We believe the coal industry’s recklessness and irresponsibility will prove its undoing over the long run. The handwriting is already on the wall. Only a handful of new coal power plants proposed in recent years are under construction. New lawsuits, the collapse of tax incentives, a deepening regulatory nightmare, loss of investor confidence and a rapidly expanding civil rights campaign against mountaintop removal are having an effect. Religious leaders are speaking out, not only on MTR, but also climate change and new power plants. It all adds up to the beginning of the end for King Coal.

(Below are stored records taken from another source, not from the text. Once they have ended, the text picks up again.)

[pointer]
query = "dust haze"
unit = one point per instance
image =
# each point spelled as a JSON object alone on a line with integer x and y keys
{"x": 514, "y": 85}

Coal industry leaders could have seen it coming years ago, yet they persist in their indifference to the environment, mine safety, public opinion and even their own long term interests. Coal industry leaders still act like old-fashioned coal barons, more comfortable in the 19th century than the 21st. Recently the outspoken president of the Kentucky Coal Association claimed that environmentalists were not telling the truth. “Drinking water sources are not being polluted,” he said. “Appalachian communities are not destroyed.” The West Virginia coal association president said that the coal industry’s real problem was that it was misunderstood and that environmentalists are trying to portray them in a bad light.
These are offensive and disgraceful falsehoods. Real people are suffering needlessly from the coal industry’s cruelty and recklessness.
Environmentalists are watching the train wreck with dismay. In the end, only a healthy, forward looking coal industry, working with labor, is going to be able to gear up the transitions that we Americans agree are needed.
Renewable energy is not a distant dream — it is practical, affordable, and a job-creating bonus for the economy. Big energy companies are welcome to help lead, to follow the nation’s young people, or at the very least, to get out of the way.